国内での戸建て住宅需要が縮小傾向にある中、同社は長年の主力であった戸建て事業から徐々に軸足を移し、多角的な事業展開に乗り出しています。
その象徴が、住宅以外の分野(物流施設やデータセンター等)への投資拡大と、成長市場である米国への経営資源シフトです。
国内建設業界で働く人々や転職を検討する人々にとって、この動きは業界構造の変化と今後のキャリア戦略を考える重要な手がかりとなるでしょう。
では、大和ハウスはなぜ戸建て住宅から脱却を図り、米国事業を多角化しようとしているのか。
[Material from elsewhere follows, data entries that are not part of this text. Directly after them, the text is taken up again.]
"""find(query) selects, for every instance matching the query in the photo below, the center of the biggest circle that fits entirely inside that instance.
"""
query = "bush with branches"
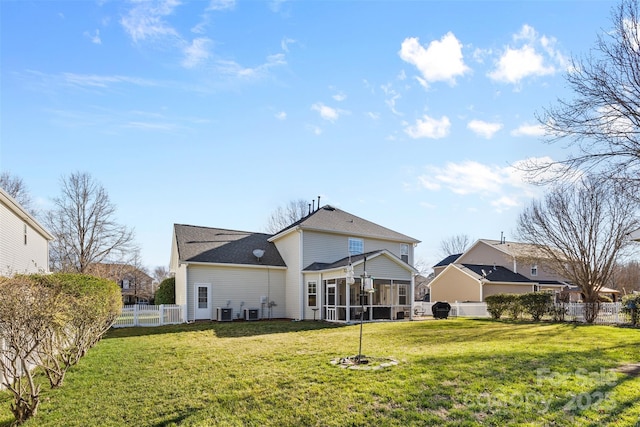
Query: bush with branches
(49, 322)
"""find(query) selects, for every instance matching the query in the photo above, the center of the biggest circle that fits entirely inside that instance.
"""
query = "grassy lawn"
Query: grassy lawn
(452, 372)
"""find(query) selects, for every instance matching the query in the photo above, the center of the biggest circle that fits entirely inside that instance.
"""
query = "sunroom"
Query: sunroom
(373, 287)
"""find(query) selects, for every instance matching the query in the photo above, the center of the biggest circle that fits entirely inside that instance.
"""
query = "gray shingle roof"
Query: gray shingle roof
(334, 220)
(217, 245)
(448, 260)
(496, 273)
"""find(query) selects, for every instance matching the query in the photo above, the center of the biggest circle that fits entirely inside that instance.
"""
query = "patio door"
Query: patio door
(331, 302)
(203, 301)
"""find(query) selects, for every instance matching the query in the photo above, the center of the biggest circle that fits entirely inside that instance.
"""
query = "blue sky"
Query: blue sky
(411, 114)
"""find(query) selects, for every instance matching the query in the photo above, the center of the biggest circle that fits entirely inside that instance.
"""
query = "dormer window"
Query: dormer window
(356, 246)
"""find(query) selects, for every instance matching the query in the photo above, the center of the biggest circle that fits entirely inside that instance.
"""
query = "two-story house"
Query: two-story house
(316, 268)
(24, 242)
(490, 267)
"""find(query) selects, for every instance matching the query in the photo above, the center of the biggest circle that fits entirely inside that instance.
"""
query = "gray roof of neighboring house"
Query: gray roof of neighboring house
(448, 260)
(217, 245)
(495, 273)
(334, 220)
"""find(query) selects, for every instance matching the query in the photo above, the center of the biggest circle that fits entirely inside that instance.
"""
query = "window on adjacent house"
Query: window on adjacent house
(404, 252)
(312, 294)
(402, 294)
(356, 246)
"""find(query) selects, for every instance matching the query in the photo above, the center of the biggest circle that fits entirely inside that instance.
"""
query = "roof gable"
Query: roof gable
(334, 220)
(356, 260)
(217, 245)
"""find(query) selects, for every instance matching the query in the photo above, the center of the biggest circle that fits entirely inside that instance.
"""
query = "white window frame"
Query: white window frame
(404, 252)
(314, 293)
(353, 241)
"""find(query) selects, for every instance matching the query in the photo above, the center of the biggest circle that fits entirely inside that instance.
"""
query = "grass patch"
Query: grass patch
(452, 372)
その背景と狙いを探ります。
大和ハウスの戸建て住宅事業の変化
ここでは、大和ハウスの戸建て住宅事業の変化の理由に関して触れていきます。
戸建ては売れにくい時代に
まず、日本国内の戸建て住宅市場の現状を見てみます。
人口減少と少子高齢化に伴い、新設住宅の需要は長期的に減少傾向にあります。
実際、2023年の注文住宅着工戸数は約22万戸と前年から11%以上減少し、1959年以来約64年ぶりの低水準に落ち込みました。
この背景には、住宅取得者であるファミリー層の減少に加え、取得費用の急騰があります。
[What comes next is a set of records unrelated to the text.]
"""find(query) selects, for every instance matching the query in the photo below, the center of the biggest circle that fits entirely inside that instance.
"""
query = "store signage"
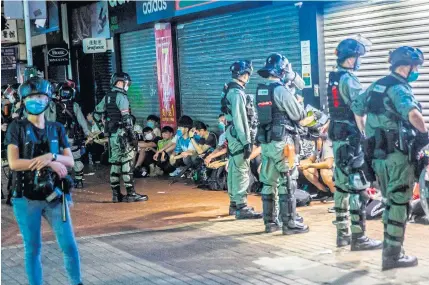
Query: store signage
(10, 33)
(94, 45)
(165, 72)
(58, 54)
(184, 7)
(122, 16)
(153, 10)
(8, 58)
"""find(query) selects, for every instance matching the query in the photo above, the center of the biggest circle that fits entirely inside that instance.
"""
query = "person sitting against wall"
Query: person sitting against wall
(147, 149)
(318, 168)
(153, 122)
(162, 161)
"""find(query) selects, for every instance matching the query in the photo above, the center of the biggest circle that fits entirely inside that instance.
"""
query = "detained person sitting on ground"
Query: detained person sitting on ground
(162, 161)
(147, 149)
(153, 122)
(318, 168)
(184, 154)
(39, 154)
(202, 139)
建築資材や人件費の高騰、そして土地価格の上昇といった要因が重なり、コロナ前から2023年までに住宅の建築費用は15%以上も上昇しました。
さらに住宅ローン金利の上昇や実質賃金の伸び悩みもあり、家計が住宅購入に充てられる資金は増えていないのが現状です。
いわば、「土地代の高騰」「建築コスト増」「賃金停滞」「金利上昇」という四重苦が戸建て市場を直撃し、従来のように戸建て住宅が売れにくい時代に入っています。
参考:今月のグラフ(2024年3月)64年ぶりの歴史的な低水準となった注文住宅の新設着工
参考:大和ハウス、積水ハウス、住友林業が米国事業で火花!巨額買収でトップに躍り出た積水に「2つの落とし穴」
大和ハウスの事業ポートフォリオの転換
こうした需給環境の変化を受けて、大和ハウスは戸建て分野における守勢からの脱却を図っています。具体的には、事業ポートフォリオの転換です。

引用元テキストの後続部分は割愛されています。